Computer Science Division and Department of Statistics, University of California, Berkeley, CA 94720.
Proc Natl Acad Sci U S A. 2014 Feb 11;111(6):2385-90. doi: 10.1073/pnas.1322709111. Epub 2014 Jan 27.
Study sample sizes in human genetics are growing rapidly, and in due course it will become routine to analyze samples with hundreds of thousands, if not millions, of individuals. In addition to posing computational challenges, such large sample sizes call for carefully reexamining the theoretical foundation underlying commonly used analytical tools. Here, we study the accuracy of the coalescent, a central model for studying the ancestry of a sample of individuals. The coalescent arises as a limit of a large class of random mating models, and it is an accurate approximation to the original model provided that the population size is sufficiently larger than the sample size. We develop a method for performing exact computation in the discrete-time Wright-Fisher (DTWF) model and compare several key genealogical quantities of interest with the coalescent predictions. For recently inferred demographic scenarios, we find that there are a significant number of multiple- and simultaneous-merger events under the DTWF model, which are absent in the coalescent by construction. Furthermore, for large sample sizes, there are noticeable differences in the expected number of rare variants between the coalescent and the DTWF model. To balance the trade-off between accuracy and computational efficiency, we propose a hybrid algorithm that uses the DTWF model for the recent past and the coalescent for the more distant past. Our results demonstrate that the hybrid method with only a handful of generations of the DTWF model leads to a frequency spectrum that is quite close to the prediction of the full DTWF model.

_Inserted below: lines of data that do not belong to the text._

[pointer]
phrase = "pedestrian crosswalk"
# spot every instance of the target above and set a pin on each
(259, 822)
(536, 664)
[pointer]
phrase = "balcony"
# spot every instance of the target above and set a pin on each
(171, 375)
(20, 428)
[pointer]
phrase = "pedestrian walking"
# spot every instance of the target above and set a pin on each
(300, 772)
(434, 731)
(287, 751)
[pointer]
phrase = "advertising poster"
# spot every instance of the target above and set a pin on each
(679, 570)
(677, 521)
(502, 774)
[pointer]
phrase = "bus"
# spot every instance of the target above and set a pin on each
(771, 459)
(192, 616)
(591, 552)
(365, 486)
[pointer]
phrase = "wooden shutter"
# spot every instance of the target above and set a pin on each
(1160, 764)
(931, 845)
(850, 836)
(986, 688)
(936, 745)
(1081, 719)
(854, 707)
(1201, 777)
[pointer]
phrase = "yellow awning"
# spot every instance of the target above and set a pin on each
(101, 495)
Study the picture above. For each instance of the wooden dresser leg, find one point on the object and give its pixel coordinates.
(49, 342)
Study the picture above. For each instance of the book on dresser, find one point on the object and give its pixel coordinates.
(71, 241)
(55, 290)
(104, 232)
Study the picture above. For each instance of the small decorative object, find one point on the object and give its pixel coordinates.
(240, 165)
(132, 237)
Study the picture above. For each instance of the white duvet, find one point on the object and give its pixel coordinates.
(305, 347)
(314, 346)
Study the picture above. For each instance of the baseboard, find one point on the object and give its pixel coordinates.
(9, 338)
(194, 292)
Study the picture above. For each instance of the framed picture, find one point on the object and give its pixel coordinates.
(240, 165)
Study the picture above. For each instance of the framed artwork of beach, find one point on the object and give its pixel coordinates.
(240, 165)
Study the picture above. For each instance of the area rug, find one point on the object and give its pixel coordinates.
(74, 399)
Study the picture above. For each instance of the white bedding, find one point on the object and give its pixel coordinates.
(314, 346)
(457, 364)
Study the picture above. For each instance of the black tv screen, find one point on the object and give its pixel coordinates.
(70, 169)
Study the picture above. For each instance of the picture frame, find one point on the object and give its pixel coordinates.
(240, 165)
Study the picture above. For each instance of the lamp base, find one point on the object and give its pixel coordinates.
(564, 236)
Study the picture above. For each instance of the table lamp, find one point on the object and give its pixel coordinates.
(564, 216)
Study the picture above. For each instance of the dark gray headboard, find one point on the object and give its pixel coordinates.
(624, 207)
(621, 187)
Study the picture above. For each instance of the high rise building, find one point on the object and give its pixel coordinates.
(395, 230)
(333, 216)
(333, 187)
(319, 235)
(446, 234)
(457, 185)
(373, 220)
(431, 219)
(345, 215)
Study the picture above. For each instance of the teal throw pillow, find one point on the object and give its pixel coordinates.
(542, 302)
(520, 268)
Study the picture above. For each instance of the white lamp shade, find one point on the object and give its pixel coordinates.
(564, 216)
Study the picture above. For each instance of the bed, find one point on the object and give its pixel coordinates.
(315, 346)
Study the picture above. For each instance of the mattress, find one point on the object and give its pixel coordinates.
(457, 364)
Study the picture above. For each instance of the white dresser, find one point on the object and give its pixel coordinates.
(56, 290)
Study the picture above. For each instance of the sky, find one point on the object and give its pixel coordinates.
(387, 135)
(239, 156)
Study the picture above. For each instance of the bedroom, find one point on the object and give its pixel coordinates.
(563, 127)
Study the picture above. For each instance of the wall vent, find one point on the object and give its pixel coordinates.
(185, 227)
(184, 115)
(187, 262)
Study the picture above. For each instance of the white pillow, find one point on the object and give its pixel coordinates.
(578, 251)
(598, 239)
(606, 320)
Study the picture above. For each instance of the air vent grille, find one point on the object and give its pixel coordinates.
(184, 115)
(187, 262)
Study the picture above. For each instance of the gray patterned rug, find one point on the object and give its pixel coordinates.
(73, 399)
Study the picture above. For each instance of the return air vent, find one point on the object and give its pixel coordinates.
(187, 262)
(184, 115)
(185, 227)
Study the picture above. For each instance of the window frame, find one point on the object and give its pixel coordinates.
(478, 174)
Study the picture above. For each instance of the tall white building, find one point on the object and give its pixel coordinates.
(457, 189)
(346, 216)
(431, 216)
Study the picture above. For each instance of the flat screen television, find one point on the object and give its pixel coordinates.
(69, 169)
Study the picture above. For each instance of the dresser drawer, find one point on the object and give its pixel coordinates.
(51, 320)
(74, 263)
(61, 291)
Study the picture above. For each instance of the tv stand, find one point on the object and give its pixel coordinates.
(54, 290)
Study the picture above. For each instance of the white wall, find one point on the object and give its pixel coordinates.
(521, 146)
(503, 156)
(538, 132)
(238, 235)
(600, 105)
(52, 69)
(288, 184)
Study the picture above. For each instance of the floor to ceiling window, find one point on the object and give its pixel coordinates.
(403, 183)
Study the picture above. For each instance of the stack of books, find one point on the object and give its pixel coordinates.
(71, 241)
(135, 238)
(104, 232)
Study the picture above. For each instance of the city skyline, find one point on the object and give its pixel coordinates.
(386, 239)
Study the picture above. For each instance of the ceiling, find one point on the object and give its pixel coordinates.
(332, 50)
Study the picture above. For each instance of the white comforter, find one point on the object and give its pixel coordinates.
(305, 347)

人类遗传学中的研究样本规模正在迅速增长,在适当的时候,分析包含数十万甚至数百万个体的样本将成为常规操作。除了带来计算挑战外,如此大的样本规模还需要仔细重新审视常用分析工具所依据的理论基础。在这里,我们研究了合并模型(coalescent)的准确性,该模型是研究个体样本祖先的核心模型。合并模型是从一大类随机交配模型中得出的极限,并且只要群体大小足够大于样本大小,它就是原始模型的精确近似。我们开发了一种在离散时间 Wright-Fisher(DTWF)模型中进行精确计算的方法,并将几个关键的感兴趣的系统发育数量与合并模型的预测进行了比较。对于最近推断出的人口统计场景,我们发现在 DTWF 模型下存在大量的多次合并和同时合并事件,而在合并模型中根据构造这些事件是不存在的。此外,对于较大的样本大小,在合并模型和 DTWF 模型之间,稀有变异的预期数量存在明显差异。为了在准确性和计算效率之间取得平衡,我们提出了一种混合算法,该算法将 DTWF 模型用于最近的过去,而将合并模型用于更远的过去。我们的结果表明,混合方法仅使用少数几代 DTWF 模型就可以得到与完整 DTWF 模型的预测非常接近的频谱。